I think no matter what color is underneath you are going to have a blast on this one. :woohoo:


----------



## oldraceral (Dec 1, 2005)

That is amazing, finding the Camaro with all that paint but no "body work". No telling what you're going to find in boxes of junk.
This morning I went out rummaging and found 10 nearly-new HotWheels for a buck. Brought them home and gave them to my grand-daughter. An hour later and she's still playing quietly with them. Priceless.


----------



## BRPHO (Aug 1, 2006)

Cool stuff you found there!

Hard to believe with all the coats of paint on that camaro that the posts werent broke or the wing window post were not either?

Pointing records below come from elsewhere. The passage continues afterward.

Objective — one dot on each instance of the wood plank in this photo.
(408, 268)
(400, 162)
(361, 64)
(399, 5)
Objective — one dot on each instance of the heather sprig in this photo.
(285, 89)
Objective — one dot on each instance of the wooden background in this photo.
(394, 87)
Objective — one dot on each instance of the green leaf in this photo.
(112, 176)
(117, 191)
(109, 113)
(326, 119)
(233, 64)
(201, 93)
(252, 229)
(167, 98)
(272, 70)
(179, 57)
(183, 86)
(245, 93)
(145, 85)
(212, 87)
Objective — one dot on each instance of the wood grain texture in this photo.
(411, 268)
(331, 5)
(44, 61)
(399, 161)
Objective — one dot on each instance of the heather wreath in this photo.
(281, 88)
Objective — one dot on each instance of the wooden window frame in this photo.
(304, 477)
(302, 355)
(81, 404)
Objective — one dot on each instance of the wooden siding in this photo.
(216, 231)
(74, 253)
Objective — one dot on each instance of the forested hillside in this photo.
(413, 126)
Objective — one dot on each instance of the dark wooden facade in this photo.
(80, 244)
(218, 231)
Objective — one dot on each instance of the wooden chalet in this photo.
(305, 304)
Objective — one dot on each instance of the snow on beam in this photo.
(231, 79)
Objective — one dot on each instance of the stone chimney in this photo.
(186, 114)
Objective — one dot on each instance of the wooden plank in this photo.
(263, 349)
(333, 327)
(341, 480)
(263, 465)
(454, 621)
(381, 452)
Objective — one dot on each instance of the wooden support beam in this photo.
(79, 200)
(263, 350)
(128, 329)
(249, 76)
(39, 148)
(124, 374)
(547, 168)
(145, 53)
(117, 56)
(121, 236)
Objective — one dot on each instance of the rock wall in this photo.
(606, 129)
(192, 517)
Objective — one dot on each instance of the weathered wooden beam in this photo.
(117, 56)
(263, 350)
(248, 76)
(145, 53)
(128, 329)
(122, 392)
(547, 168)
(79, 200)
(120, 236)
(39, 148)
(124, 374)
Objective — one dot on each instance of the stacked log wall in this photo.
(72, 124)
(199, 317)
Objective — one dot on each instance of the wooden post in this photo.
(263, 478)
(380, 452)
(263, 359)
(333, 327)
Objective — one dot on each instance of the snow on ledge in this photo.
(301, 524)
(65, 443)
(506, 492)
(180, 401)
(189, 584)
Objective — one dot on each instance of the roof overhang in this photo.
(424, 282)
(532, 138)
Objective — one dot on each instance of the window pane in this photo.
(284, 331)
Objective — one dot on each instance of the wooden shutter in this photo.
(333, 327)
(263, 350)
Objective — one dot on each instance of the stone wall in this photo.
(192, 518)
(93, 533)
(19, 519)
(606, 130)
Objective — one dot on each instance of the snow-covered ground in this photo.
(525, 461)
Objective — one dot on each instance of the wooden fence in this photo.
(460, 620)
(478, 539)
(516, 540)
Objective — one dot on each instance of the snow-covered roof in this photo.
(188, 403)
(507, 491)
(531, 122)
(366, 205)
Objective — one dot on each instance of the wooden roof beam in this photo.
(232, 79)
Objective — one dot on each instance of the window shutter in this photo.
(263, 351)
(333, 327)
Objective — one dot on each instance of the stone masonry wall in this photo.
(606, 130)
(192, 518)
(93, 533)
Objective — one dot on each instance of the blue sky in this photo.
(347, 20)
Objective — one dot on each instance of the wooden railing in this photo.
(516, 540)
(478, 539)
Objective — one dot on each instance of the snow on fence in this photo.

I'm curious what color the body was molded in under those many layers of paint?

Another great find!

Wayne :thumbsup::thumbsup:


----------



## slotcarman12078 (Oct 3, 2008)

Lime green or not it's still a diamond in the rough!!! Nice find!!! :thumbsup:


----------



## resinmonger (Mar 5, 2008)

ParkRNDL said:


> so here are some better pics:
> 
> 
> 
> ...


Leave it as is and ask Bob Zilla for a Ghost Rider driver!


----------



## sethndaddy (Dec 4, 2004)

LMFAO...........Russ, thats funny


----------



## resinmonger (Mar 5, 2008)

*Ghost Rider that Camero*

This is where I was going with the Ghost Rider Camero.










Compare this to an original Bob Zilla Ghost Rider production. 










As you can see, the Camero body already has that exposed to Ghost Rider's flames appearance. Why take a pristine body and give it the burn effect when this one came pre-burned? I'm just saying.

Russ the...I am not Zilla...Hutt :freak::dude:


----------



## SplitPoster (May 16, 2006)

you know, somebody really had to work to get that much paint in that many shades on that car! It's a shame they didn't use watercolors LOL. Maybe that burned out looking shell hides a phoenix, set to rise out of those flames.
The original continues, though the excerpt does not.